TO ALL STUDENTS
Please see the important communication below sent today by the Vice-Chancellor from an important academic conference in Val d'Isère
The faculty of Steeple Bumstead University have considered the many representations made by our BAME, LGBTQQIP2SAA and Identity Fluid students on the matter of decolonising our various undergraduate degree courses. We accept that our teaching, based on the canons of western thought, the First and Second Enlightenment, a Judaeo-Christian historical framework and a Eurocentric cultural bias, will disadvantage many students for whom these components are not endogenous. We have therefore made the following changes:-
- A new Chair, the Hegelian Professor of Rap, has been created and we are looking across the Atlantic for suitable candidates. Tunky Dog's Ass, JXee and Nickel Cap Head have unfortunately been appointed to academic posts with tenure at Harvard, Yale and MIT respectively, so will not be available.Academic staff will attend crash Khoisan courses over the holiday and students are recommended to purchase the Khoe primer for the discounted price of £89.99 from the University bookshop.

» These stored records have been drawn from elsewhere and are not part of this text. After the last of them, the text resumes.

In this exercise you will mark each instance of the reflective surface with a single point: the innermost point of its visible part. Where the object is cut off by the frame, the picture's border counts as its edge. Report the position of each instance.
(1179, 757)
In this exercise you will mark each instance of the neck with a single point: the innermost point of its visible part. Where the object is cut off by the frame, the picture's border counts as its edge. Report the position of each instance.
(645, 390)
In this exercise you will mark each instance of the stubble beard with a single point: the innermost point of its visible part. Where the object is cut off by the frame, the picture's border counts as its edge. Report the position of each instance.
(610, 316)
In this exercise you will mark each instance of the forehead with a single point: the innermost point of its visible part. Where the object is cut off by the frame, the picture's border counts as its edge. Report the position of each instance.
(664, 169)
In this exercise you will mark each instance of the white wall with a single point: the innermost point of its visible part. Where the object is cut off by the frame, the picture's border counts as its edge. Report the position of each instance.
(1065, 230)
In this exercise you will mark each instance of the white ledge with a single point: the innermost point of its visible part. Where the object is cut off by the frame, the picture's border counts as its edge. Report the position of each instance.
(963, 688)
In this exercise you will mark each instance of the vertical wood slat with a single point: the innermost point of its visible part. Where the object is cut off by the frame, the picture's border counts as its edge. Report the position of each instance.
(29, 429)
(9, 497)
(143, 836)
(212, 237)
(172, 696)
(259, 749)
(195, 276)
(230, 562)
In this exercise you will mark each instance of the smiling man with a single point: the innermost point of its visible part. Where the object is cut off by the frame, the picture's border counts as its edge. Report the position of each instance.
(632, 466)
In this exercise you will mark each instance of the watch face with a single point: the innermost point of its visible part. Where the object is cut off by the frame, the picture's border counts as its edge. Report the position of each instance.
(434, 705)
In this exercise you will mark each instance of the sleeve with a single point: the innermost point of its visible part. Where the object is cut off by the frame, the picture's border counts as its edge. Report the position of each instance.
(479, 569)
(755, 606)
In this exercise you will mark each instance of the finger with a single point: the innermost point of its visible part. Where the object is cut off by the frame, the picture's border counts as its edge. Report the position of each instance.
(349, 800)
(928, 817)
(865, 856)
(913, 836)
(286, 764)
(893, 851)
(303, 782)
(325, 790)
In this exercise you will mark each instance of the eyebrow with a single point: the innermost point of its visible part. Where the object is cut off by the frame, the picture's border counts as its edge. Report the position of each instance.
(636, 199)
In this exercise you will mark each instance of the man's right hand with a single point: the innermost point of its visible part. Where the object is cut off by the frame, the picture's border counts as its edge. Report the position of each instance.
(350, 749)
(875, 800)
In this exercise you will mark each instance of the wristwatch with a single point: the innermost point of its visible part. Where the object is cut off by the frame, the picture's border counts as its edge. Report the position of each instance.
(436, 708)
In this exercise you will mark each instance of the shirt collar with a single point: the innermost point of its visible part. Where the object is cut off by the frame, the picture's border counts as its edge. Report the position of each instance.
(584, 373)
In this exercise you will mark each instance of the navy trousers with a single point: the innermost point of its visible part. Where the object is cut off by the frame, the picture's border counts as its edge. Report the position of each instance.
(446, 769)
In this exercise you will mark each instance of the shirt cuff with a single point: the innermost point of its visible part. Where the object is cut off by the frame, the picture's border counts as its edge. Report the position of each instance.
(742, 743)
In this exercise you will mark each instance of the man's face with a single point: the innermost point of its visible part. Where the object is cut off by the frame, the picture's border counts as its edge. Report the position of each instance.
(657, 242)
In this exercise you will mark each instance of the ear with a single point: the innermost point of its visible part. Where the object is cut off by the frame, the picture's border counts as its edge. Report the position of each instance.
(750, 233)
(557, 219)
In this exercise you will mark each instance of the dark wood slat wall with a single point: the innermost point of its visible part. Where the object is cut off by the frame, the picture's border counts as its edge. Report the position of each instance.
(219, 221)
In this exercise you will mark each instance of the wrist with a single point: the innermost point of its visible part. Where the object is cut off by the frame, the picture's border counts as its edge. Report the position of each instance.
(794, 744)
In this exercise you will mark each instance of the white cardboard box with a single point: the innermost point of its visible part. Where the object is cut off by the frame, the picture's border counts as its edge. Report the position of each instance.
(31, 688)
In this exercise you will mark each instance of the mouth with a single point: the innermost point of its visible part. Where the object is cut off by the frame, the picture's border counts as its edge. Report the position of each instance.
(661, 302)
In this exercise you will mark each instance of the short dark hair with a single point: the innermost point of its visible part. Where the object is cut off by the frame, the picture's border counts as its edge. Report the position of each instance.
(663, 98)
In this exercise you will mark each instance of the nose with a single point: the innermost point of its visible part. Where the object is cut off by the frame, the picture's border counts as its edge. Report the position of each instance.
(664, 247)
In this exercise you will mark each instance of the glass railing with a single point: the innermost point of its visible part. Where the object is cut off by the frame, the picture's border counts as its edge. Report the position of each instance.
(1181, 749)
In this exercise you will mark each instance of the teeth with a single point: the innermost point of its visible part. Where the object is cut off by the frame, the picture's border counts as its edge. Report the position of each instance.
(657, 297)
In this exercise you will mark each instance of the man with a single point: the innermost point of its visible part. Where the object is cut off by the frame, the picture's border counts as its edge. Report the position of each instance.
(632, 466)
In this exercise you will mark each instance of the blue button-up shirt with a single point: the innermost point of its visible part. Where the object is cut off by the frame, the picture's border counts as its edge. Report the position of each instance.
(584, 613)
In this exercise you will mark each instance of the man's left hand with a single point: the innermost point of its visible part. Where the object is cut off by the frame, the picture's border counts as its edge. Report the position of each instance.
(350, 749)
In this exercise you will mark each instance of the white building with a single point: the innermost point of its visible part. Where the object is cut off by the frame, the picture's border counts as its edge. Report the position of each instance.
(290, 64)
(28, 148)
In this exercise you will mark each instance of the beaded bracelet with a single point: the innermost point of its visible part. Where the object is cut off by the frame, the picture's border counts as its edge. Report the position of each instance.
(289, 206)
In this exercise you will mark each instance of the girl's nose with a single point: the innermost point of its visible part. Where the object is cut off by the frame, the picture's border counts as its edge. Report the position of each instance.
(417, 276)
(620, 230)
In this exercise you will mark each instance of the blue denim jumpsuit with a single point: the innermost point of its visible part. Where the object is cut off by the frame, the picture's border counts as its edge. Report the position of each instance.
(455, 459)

- The University library has been decommissioned and converted to a multi-faith Mosque in which adherents of all faiths may worship as long as they accept Islamic restrictions on their beliefs. To promote Wimmin's Rights, we have secured separate facilities for female undergraduates to keep them apart from the men. Wimmin are also encouraged to wear the veil on campus to prevent inherent and unconscious academic bias that may occur if their faces were visible and they could be individually identified.
- We are introducing a number of new texts written in English. These include "Busted! My crack whore years" by Snaggs Turdish (123pp, large text version with illustrations) "My poetry doesn't rhyme or scan" by Inca Pointless (both sides of the A4 sheet) and "Bollocks to God" by the Bishop of Woolwich (Gay Rainbow press, 422pp, 4to).
- However, the boldest change we're making is in changing the university's use of the English language in all teaching, seminars and tutorials. English is the very symbol of a colonialist mindset, and just hearing the language used triggers many of our more sensitive students. From next term, the University will use exclusively Khoe, the most prevalent of the Khoisan click languages used in Africa, for all lectures, seminars and tutorials, and for all written assignments. With a total vocabulary of barely a thousand words, we expect this to make any writing that students are required to do much simpler. However, as it will take rather longer to explain difficult concepts, it also means cutting large parts of course content to fit the available vocabulary. We will use the Isolate syntax (|gáro = ostrich, !nábe = giraffe, kx'âa = to drink).
I myself am attending an important academic conference in the Maldives for much of next term but will return to see the final stages of the conversion of the old earl of Bumstead's seat at Palladian Hall into the Vice Chancellor's new residence. I wish you all the very best at this exciting time of change - and ts'ókwàna ɦatʃ'pitʃ'i as they say in Mogadishu!